Everyone focused on the launch, but Endeavour is carrying a unique experiment that shouldn't be missed: tiny satellites that emulate space dust
When Endeavour lifted off the launch pad at the Kennedy Space Center for the final time on Monday morning with Mark Kelly, husband to Congresswoman Gabrielle Giffords, at the helm, tucked inside of the 156,000-pound, 122-foot-tall beast were three tiny satellites.
Endeavour, which was headed for the International Space Station (ISS) on this, STS-134, has launched satellites in the past. In fact, the first Space Shuttle mission for which Endeavour was deployed involved the capture and rerelease of the stranded INTELSAT VI communications satellite. STS-49, Endeavour's maiden flight, was a success. The crew, led by commander Daniel Brandenstein, retrieved INTELSAT from low earth orbit, which it had failed to leave two years earlier, and moved it into its intended geosynchronous orbit.

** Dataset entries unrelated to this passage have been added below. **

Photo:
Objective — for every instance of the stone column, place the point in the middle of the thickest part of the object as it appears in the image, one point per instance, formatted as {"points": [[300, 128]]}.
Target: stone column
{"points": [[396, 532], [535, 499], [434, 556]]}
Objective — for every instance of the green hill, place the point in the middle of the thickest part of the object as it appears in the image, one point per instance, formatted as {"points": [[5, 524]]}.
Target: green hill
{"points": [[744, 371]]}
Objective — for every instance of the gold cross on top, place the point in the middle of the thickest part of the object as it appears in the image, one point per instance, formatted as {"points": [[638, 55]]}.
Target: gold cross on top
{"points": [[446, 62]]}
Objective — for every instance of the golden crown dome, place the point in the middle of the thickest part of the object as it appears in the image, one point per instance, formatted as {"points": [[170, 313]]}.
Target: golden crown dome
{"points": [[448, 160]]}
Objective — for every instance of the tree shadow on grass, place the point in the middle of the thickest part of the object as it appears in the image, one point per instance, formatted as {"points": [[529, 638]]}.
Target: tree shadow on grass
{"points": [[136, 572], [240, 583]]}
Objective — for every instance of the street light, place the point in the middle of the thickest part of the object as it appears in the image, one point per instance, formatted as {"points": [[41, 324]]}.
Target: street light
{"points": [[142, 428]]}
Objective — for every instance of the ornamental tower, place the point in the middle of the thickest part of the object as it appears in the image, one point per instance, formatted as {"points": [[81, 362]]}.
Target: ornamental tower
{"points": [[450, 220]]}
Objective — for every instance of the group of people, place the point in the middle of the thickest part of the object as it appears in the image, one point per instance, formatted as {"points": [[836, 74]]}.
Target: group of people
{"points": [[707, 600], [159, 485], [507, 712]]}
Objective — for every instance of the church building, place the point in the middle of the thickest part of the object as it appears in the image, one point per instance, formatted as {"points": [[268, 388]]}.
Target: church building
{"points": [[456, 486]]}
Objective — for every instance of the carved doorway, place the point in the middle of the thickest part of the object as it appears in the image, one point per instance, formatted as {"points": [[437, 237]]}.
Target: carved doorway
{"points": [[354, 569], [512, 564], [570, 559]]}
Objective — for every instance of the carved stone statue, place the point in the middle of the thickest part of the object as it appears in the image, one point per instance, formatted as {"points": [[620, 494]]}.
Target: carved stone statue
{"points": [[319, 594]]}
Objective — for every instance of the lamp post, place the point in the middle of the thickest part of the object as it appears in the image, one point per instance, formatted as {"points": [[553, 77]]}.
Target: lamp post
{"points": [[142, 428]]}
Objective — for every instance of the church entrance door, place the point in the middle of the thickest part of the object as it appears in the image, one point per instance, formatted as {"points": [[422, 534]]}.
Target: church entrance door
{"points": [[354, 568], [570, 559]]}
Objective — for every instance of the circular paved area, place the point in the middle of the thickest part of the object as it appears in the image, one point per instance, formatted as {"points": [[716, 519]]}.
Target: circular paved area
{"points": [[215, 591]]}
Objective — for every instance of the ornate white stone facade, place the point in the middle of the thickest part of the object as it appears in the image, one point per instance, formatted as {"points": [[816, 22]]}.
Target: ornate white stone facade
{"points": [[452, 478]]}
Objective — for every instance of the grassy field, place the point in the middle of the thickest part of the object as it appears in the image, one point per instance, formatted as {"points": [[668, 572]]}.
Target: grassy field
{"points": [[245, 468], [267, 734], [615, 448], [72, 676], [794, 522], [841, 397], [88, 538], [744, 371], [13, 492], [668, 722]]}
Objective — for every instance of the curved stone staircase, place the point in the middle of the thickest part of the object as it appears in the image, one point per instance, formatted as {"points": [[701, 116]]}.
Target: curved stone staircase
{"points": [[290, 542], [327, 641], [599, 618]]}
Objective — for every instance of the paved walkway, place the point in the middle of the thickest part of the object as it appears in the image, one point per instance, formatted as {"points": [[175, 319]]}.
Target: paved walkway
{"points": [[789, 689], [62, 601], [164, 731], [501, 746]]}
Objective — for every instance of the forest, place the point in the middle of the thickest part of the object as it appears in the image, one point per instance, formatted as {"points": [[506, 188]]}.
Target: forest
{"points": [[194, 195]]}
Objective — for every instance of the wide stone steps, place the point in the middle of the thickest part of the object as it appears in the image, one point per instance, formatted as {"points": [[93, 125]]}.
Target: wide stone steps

The satellites carried by the current Endeavour crew, who experienced lift off nearly two decades after that first batch of NASA astronauts led this Shuttle into space, are much different than anything INTELSAT, which controls the world's largest fleet of commercial satellites, currently owns and operates. The new satellites are each about the size of a postage stamp. The maker of the 2cm x 2cm chips, professor Mason Peck of Cornell University's Space Systems Design Studio, hopes that he has built a prototype for the future.